Pero si de aire hablamos, no puedo -por más que lo intente- dejar de acordarme de las bolsas de patatas. ¿Por qué si lo que yo quiero son más Ruffles en el paquete, me venden cada vez más aire? Nadie –sin excepciones a la regla- quiere aroma a jamón metido en una bolsa en cuyo fondo se encuentran rodajas finas y onduladas de tubérculo con sabor a uno de los más ricos bocados del cerdo. Vale, puedo verle una explicación medianamente aceptable a las bolsas de papas si consideramos que el aire despreciablemente introducido en ella es para evitar que durante el almacenamiento, distribución y espera en el estante de la tienda no se rompan, pero la explicación se queda obsoleta cuando de pipas se trata. Y, puesto que el tema ha salido a colación, ¿por qué toda bolsa de pipas que se precie contiene un palito de madera recubierto de sal? En todo caso lo que tendría sentido que contuviese la bolsa serían pequeños resto de las vainas en las que la pipa crece tostada por el sol (cascarujilla, vamos), pero no palos. ¡No tienes sentido! Igual que tampoco loa tiene el envase de tetrabrik con el que cada vez más marcas nos timas: el dichoso tetrabrik con tapón de rosca. Nunca un litro de leche volverá a ser equivalente a cuatro vasos llenos. Siempre queda leche atrapada en el paquete y cuando mueves el envase la oyes, notas su presencia rodeada de un vacío y frió envoltorio de vete a saber cuántas capas aislantes entre el líquido y el cartón.

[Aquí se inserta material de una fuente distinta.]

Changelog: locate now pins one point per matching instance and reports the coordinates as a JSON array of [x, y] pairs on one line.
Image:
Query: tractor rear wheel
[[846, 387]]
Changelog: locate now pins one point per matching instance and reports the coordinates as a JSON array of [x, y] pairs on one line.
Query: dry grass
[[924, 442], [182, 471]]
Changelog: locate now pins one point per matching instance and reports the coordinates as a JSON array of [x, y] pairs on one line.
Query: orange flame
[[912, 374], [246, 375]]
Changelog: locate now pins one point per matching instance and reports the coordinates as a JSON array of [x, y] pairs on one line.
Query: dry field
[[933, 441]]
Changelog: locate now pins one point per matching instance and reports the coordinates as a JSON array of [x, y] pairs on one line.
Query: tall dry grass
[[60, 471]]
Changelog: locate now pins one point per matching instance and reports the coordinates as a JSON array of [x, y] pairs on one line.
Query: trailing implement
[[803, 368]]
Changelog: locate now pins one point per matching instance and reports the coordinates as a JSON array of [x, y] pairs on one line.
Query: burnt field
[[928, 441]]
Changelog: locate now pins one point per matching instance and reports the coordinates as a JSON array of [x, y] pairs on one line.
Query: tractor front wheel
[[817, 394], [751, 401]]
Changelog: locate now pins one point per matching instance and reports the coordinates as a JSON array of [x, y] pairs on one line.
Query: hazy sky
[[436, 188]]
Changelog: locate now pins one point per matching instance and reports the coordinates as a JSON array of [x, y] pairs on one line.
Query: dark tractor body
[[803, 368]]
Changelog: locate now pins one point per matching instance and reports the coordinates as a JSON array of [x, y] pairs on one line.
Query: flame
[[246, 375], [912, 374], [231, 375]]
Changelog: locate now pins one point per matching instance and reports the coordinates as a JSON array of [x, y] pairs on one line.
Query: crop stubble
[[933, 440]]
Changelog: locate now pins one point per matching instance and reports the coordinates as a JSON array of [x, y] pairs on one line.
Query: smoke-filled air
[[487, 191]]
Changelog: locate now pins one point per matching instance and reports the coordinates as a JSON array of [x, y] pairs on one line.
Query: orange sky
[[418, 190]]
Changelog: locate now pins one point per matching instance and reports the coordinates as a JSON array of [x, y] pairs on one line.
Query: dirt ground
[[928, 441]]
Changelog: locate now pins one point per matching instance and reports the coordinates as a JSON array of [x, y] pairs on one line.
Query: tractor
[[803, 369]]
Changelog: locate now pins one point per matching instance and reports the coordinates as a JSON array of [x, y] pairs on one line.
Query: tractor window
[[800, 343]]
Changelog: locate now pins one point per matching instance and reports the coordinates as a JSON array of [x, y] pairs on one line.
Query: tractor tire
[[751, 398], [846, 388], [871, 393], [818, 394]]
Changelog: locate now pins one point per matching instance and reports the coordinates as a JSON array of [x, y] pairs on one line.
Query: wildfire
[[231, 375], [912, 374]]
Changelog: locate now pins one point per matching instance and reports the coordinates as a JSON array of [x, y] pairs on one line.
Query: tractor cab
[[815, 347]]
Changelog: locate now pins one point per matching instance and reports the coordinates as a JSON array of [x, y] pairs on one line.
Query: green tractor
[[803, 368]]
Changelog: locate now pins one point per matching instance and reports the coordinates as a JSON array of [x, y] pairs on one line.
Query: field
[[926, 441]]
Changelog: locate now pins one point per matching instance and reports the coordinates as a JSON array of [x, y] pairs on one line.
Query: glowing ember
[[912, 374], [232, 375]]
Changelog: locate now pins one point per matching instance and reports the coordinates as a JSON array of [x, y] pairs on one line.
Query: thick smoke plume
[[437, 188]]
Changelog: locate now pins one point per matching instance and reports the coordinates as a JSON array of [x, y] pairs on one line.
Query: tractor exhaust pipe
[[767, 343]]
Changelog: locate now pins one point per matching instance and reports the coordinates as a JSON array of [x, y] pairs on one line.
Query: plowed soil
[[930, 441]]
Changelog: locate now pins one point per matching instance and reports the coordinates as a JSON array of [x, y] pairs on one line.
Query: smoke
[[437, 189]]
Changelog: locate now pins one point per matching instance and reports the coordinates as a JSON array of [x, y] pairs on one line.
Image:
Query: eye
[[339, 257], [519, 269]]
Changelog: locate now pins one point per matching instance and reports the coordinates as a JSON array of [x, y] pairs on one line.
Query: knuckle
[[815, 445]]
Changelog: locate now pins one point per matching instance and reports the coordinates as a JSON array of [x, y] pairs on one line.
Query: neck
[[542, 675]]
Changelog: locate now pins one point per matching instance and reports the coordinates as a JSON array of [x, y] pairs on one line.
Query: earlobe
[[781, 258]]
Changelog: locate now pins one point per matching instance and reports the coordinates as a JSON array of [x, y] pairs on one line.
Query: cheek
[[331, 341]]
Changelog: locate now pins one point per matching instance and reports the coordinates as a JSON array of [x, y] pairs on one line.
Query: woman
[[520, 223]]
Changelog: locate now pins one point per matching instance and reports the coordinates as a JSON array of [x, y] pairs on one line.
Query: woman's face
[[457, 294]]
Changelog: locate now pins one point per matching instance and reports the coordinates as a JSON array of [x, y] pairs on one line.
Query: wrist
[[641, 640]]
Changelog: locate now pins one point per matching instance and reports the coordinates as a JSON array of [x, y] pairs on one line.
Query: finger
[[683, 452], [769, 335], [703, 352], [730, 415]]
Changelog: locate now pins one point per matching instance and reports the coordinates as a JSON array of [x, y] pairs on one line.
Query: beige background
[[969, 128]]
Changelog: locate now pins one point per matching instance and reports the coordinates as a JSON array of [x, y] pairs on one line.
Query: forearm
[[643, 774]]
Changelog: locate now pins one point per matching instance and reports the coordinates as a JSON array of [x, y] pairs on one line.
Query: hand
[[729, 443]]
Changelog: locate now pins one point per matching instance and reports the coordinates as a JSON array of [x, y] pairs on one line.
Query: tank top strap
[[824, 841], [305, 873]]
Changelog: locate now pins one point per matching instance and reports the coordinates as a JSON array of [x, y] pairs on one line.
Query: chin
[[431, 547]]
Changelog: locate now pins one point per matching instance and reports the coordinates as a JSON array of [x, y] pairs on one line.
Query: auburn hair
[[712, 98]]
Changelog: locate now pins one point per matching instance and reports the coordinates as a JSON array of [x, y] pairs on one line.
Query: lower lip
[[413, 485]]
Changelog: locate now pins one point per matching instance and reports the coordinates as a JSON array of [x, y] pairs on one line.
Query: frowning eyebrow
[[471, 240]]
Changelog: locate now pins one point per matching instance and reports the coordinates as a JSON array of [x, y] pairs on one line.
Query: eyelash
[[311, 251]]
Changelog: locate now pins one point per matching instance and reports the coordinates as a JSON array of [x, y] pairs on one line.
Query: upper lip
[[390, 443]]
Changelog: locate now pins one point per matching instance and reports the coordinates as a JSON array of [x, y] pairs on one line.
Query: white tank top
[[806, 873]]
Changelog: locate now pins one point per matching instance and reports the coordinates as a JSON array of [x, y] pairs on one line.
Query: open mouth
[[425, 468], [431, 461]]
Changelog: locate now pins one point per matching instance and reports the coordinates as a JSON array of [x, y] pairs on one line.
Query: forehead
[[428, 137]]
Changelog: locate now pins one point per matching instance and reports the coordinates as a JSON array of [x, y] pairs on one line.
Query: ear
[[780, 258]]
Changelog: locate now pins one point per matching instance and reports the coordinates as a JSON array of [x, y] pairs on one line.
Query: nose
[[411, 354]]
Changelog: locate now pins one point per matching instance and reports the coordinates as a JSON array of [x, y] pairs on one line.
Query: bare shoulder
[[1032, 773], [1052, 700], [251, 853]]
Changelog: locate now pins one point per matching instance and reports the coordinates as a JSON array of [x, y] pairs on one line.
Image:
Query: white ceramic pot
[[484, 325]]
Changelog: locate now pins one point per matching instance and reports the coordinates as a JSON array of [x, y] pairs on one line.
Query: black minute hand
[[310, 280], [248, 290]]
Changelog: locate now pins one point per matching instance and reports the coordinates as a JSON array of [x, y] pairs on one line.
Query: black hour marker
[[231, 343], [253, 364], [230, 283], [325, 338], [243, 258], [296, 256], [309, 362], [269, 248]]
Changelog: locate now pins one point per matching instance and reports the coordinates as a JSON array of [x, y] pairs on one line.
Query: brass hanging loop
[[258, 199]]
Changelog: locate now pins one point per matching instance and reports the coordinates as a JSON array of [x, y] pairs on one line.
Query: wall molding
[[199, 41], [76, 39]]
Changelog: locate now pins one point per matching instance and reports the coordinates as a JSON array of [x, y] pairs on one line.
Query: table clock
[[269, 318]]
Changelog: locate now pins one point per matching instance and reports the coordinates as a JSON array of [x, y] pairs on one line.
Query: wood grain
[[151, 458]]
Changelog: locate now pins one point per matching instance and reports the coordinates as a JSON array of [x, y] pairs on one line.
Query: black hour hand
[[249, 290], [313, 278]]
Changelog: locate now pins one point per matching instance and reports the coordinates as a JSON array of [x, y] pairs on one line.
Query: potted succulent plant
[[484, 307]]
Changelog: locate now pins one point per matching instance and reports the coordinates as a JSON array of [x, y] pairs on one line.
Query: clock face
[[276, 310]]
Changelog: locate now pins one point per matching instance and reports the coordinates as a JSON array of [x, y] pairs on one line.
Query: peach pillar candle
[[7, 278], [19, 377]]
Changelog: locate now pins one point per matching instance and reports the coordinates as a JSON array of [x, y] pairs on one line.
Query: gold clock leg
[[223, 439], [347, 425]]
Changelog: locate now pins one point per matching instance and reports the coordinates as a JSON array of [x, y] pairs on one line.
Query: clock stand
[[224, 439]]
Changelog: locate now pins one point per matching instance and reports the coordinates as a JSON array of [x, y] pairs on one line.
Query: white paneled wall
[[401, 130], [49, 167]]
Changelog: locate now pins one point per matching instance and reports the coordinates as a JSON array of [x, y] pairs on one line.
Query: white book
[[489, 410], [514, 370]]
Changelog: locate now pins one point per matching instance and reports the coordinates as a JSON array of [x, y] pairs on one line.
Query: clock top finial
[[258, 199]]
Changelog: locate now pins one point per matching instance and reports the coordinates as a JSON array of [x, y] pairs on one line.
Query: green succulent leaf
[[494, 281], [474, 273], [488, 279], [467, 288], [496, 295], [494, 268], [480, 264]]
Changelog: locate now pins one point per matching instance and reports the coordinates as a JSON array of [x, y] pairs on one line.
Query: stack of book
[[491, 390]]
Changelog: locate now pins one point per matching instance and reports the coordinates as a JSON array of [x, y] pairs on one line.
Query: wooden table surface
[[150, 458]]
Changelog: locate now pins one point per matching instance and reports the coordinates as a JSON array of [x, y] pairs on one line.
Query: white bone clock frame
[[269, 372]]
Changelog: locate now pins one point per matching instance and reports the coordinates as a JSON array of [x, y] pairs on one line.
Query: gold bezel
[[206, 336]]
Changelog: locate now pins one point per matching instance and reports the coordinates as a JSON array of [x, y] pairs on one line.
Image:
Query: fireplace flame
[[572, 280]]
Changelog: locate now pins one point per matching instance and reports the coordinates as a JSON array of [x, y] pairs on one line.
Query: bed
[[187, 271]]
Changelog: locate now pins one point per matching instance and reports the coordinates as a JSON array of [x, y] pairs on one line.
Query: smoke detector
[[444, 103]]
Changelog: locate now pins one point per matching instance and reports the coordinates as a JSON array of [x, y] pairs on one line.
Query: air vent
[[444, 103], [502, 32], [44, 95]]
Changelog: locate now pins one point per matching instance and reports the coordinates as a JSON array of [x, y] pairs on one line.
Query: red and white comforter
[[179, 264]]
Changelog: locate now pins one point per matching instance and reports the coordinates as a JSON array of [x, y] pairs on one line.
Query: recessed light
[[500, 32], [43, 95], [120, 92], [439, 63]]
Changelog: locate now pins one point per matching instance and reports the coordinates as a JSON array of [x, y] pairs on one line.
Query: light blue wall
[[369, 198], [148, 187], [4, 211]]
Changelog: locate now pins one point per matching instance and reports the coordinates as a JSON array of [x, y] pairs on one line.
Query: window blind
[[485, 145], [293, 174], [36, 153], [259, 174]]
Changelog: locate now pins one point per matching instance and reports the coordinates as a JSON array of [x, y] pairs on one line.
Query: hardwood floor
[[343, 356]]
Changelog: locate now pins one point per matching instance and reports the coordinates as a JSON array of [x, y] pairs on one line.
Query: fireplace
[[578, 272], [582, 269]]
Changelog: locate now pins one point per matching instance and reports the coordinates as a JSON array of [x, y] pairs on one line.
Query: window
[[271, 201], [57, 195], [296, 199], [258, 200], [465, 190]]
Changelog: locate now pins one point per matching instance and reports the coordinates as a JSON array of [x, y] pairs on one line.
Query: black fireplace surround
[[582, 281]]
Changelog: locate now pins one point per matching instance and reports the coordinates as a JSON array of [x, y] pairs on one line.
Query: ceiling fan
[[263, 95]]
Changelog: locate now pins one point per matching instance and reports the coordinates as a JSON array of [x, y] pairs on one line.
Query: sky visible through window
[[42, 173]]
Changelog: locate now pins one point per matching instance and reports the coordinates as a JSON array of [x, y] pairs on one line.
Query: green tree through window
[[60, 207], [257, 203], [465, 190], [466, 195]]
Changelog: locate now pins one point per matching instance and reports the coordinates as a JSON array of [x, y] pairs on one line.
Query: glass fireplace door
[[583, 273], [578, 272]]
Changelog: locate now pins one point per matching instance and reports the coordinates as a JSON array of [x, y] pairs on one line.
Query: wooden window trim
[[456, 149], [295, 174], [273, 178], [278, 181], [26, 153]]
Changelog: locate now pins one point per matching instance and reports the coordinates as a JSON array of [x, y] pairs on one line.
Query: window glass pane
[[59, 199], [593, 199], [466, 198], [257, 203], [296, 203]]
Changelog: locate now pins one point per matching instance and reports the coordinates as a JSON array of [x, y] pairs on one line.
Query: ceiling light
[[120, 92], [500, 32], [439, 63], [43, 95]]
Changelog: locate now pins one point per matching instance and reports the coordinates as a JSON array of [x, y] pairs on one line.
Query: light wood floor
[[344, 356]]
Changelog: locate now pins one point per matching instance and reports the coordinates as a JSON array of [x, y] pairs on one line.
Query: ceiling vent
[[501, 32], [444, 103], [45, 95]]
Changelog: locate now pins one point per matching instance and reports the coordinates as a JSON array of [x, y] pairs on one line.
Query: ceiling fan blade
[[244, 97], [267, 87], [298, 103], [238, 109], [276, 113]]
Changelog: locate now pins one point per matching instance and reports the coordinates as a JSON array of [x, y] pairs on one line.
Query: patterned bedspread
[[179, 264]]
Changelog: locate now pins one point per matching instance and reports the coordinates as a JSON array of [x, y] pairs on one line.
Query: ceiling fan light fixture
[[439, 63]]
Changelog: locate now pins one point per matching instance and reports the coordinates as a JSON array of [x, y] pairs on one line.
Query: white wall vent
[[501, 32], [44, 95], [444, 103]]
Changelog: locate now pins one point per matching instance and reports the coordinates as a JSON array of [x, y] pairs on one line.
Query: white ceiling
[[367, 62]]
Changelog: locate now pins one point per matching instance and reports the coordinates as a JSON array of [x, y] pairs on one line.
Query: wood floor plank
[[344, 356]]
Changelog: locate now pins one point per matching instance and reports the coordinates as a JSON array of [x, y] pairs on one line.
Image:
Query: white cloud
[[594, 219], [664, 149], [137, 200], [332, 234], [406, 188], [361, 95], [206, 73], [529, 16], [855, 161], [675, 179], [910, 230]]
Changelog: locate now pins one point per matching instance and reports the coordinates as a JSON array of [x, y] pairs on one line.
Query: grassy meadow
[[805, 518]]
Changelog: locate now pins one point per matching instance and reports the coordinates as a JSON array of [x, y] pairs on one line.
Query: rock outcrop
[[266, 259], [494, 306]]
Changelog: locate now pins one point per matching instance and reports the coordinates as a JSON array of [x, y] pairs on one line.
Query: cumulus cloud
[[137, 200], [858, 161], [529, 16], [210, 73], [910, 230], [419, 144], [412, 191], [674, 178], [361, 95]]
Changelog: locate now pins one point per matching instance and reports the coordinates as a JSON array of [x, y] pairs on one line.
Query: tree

En materia de líquidos, no me gustaría olvidarme de aquellos frascos que han sido meticulosamente rellenados hasta un límite variable dependiendo de la botella que se seleccione. Los casos más flagrantes no se encuentran en las bebidas –ni espirituosas ni sin espíritu-, sino en el detergente y el suavizante. Una mala elección en el supermercado puede marcar la diferencia entre conseguir los 35 lavados que publicita el envase o sólo 34. De nuevo, un vacío existencial se apodera de mí cuando observo anonadada la variabilidad de la línea de flotación del suavizante en la botella. Nunca sé a ciencia cierta si es la perspectiva, la inclinación del estante o la distancia entre los botes lo que me hace pensar que uno está más lleno que el otro. ¡Qué elección tan difícil! Nos intentan vender algo lleno de eso mismo y de vacío aire como relleno. ¿No sería más fácil hacer los botes un poco más pequeños y que el producto fuese sólo producto? Porque de una cosa estoy segura: si nos pudiesen vender nada envuelta en un bonito e inservible envase, no sería nada, sería aire envolviendo la nada. Una nada envuelta que dejaría de ser nada para ser algo. Una paradoja que me desasosiega, como un vaso vacío pero lleno de aire, como una bolsa de bolsas: algo redundantemente innecesario.